How is ethanol made?

Ethanol is made through a dry milling process at Nebraska Corn Processing. Most of the fuel ethanol in the U.S. is made using the dry mill method. The major steps in this process are:

1. Milling

The feedstock (corn) passes through a hammer mill, which grinds it into a fine powder called meal and then is conveyed into the plant.

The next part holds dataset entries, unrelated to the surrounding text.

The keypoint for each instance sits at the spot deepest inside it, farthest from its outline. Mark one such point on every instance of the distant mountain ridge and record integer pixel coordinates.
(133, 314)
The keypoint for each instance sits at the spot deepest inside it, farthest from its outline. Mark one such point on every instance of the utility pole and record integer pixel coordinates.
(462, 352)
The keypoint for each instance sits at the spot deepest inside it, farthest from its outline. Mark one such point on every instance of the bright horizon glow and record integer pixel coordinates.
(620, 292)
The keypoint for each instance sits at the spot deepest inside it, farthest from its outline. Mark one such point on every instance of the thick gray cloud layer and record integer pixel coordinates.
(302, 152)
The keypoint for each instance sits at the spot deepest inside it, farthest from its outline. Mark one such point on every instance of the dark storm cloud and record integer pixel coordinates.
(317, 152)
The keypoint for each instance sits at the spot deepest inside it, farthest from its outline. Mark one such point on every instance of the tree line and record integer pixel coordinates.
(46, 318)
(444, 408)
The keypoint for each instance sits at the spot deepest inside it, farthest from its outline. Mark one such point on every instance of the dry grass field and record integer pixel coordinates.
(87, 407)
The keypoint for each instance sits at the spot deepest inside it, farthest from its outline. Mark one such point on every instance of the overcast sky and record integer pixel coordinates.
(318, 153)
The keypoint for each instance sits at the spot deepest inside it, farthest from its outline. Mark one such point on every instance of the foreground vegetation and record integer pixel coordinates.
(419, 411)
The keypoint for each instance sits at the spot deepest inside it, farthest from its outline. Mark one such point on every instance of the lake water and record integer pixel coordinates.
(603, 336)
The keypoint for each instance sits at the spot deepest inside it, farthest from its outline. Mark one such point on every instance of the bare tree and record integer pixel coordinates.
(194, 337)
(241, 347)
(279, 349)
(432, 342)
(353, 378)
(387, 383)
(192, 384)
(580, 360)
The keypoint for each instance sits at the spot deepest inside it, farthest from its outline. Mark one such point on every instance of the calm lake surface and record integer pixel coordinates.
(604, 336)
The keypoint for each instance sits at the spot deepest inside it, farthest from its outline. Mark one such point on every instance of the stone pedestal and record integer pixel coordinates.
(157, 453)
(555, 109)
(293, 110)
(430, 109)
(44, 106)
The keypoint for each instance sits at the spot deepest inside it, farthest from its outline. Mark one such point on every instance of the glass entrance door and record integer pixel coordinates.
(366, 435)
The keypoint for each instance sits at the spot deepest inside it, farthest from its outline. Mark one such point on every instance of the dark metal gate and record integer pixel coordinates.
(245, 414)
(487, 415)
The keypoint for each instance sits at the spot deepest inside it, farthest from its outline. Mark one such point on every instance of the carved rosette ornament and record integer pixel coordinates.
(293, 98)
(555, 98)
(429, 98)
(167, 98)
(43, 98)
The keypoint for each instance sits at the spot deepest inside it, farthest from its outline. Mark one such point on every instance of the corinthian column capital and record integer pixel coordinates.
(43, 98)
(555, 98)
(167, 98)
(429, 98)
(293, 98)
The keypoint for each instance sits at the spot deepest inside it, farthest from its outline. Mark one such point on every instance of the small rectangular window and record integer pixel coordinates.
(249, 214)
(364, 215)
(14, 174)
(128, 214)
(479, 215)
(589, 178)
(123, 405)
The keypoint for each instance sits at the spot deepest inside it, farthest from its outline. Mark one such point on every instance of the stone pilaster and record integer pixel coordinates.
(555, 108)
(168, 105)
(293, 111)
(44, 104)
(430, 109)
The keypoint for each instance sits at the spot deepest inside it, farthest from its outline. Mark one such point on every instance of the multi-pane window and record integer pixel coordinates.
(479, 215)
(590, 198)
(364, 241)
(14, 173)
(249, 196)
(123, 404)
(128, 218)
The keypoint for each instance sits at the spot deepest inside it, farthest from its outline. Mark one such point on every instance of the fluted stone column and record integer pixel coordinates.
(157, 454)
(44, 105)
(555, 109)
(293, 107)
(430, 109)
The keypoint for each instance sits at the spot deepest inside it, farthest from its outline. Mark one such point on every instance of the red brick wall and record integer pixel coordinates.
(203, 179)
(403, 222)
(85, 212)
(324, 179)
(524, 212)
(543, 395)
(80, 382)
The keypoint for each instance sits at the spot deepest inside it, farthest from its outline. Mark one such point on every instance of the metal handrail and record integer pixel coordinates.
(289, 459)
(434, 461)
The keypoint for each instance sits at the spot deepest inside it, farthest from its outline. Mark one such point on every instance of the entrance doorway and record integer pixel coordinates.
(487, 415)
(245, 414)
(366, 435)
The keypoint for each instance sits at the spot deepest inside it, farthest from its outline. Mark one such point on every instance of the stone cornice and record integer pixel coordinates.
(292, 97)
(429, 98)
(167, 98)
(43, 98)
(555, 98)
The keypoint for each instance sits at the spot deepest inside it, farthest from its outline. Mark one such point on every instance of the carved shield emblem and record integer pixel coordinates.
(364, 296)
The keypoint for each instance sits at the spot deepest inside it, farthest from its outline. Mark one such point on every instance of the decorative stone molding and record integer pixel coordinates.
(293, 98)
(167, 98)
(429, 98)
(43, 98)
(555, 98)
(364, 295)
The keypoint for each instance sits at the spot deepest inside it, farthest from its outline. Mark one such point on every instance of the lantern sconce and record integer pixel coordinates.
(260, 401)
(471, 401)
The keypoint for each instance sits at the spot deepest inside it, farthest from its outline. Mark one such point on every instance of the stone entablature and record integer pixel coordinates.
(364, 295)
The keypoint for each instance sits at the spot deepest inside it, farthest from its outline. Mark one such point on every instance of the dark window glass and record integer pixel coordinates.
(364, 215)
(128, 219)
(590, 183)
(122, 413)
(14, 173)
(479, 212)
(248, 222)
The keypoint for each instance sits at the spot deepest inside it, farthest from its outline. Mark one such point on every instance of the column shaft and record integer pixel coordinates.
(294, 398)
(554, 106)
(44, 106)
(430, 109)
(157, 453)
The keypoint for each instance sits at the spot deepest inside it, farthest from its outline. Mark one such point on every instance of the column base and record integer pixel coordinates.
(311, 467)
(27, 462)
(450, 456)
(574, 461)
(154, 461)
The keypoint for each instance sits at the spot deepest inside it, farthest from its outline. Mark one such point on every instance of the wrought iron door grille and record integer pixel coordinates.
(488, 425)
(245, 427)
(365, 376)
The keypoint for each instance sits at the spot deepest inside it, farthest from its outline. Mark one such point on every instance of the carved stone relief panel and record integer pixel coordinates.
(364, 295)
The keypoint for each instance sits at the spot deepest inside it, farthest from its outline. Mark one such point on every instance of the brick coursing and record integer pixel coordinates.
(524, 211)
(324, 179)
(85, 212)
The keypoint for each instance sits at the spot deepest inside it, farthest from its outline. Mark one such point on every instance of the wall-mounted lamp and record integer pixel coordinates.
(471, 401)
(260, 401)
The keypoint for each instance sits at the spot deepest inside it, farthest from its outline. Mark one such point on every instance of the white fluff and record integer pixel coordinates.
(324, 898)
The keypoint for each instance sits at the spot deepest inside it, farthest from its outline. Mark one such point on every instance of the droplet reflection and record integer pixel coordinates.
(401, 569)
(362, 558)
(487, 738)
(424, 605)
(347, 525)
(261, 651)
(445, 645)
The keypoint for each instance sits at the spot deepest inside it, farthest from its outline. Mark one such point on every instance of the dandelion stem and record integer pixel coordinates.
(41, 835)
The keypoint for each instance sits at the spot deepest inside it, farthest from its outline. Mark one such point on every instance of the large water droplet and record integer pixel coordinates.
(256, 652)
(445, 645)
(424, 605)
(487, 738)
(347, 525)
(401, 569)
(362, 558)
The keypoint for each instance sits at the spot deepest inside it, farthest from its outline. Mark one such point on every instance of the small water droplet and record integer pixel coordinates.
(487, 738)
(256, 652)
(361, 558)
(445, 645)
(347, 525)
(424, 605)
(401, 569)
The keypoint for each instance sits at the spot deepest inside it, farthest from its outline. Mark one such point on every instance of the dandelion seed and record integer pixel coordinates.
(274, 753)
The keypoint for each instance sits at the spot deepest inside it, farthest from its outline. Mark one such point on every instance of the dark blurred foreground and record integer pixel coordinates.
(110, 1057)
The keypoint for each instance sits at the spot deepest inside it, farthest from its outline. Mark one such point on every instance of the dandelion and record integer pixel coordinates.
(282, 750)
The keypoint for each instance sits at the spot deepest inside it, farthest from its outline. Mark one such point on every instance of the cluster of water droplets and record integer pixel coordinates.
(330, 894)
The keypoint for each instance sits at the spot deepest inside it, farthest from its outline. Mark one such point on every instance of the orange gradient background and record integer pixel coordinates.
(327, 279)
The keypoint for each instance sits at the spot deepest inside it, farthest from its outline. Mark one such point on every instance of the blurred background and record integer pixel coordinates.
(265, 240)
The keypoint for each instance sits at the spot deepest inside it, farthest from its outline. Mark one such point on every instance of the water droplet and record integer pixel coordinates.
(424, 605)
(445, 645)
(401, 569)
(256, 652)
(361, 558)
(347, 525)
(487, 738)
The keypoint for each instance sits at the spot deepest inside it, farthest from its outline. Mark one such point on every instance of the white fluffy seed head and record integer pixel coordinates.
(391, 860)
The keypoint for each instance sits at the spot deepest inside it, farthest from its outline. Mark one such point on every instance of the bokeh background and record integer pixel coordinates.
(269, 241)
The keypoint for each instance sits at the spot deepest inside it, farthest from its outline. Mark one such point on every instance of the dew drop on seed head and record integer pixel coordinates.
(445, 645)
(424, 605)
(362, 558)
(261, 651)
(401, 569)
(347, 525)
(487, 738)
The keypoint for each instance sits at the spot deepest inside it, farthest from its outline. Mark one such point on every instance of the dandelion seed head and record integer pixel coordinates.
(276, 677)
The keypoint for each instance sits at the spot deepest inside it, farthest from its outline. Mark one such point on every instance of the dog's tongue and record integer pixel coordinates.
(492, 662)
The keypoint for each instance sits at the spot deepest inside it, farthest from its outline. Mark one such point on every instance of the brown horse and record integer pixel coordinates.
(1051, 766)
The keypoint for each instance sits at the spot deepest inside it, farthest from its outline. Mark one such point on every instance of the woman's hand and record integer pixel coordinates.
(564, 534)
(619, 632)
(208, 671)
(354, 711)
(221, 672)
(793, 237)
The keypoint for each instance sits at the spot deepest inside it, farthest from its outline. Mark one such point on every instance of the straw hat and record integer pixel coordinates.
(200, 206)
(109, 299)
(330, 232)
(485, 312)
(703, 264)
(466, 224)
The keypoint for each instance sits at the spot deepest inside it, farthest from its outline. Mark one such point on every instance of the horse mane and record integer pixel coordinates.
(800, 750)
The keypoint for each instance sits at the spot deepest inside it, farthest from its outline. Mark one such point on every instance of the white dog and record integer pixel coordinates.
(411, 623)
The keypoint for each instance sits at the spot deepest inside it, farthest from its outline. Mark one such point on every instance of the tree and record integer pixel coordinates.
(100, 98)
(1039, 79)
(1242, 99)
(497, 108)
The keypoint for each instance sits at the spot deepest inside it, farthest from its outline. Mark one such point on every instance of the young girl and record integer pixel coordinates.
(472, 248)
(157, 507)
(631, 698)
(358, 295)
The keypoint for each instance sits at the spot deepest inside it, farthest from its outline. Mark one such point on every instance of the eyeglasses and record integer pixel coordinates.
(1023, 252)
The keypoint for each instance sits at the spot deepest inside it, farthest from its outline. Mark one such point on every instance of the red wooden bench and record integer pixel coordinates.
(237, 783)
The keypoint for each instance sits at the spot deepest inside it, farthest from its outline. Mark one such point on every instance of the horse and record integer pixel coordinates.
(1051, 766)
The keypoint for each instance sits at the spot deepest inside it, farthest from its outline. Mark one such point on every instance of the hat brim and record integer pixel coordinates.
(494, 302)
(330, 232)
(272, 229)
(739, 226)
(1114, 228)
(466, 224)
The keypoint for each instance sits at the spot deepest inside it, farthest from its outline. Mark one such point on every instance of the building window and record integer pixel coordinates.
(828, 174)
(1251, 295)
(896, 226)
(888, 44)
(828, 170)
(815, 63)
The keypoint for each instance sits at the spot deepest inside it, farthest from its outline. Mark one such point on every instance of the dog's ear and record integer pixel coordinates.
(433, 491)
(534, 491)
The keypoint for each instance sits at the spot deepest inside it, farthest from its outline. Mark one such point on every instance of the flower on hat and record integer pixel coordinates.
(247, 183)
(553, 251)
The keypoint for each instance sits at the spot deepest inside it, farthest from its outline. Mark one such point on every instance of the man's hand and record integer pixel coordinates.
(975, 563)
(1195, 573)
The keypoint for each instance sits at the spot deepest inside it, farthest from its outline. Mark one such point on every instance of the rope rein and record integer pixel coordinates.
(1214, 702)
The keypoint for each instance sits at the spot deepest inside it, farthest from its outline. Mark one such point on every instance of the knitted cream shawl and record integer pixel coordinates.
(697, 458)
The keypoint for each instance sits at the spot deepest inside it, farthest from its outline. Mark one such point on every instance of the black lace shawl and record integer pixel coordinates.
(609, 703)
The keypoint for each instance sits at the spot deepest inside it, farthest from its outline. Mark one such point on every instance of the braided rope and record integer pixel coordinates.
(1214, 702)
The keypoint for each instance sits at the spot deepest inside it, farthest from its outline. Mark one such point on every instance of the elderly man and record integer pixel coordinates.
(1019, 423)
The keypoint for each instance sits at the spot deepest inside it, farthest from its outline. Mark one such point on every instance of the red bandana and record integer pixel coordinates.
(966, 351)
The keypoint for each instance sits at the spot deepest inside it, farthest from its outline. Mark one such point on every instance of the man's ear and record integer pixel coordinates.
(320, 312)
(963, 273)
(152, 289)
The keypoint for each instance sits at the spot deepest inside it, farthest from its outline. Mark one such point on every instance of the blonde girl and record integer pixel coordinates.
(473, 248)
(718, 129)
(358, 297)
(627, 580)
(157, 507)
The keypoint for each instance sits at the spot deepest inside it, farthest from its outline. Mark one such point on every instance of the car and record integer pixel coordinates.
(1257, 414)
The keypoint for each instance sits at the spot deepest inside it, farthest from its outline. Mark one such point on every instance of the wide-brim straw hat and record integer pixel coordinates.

2. Slurry and Liquefaction

The corn meal is mixed with process water and alpha-amylase forming mash and then passed through a jet cooker where the starch is liquefied and sheared. Heat is applied at this stage to reduce bacteria levels in the mash as well as allow the alpha-amylase to enable liquefaction where the starch is broken down into complex sugars.

3. Saccharification.

The mash from liquefaction is cooled through plate and frame exchangers and the secondary enzyme gluco-amylase is added to convert the complex sugars into fermentable sugars (simple sugars).

4. Fermentation.

Yeast is added to the mash to ferment the simple sugars into ethanol, heat and carbon dioxide. In our batch process, the mash stays in one fermenter for about 50-60 hours before the distillation process is started.

5. Distillation.

The fermented mash, now called beer, contains about 14 percent ethanol, plus all the non-fermentable solids from the corn meal and yeast cells. The mash is pumped to our continuous flow, multi-column distillation system where the ethanol is removed from the solids and the water. The ethanol leaves the top of the final column at about 190 proof, which is the azeotropic point of water and ethanol.  The residual mash, called stillage, is transferred from the base of the column to the co-product processing area.

6. Dehydration.

The ethanol from the top of the column passes through a dehydration system where the remaining water will be removed. Our ethanol plant uses a molecular sieve to capture the last bit of water in the ethanol. The alcohol product at this stage is called anhydrous ethanol (pure, without water) and is approximately 200 proof.  The 200 proof ethanol is then pumped into storage tanks to be loaded out.

7. Ethanol Loadout.

With Blending Skids and a Distilled Spirits Permit, NCP is able to load any blend of ethanol and denaturant a customer desires into trucks or railcars, from pure ethanol to E85.

8. Co-Products.

Nebraska Corn Processing produces two co-products; Wet Distillers Grain w/ Solubles (WDGS) and Feed Grade Corn Oil.  We offer our WDGS with or without fat based on customer needs.  Our Corn Oil is used in local feed lots as well as for biodiesel manufacturing.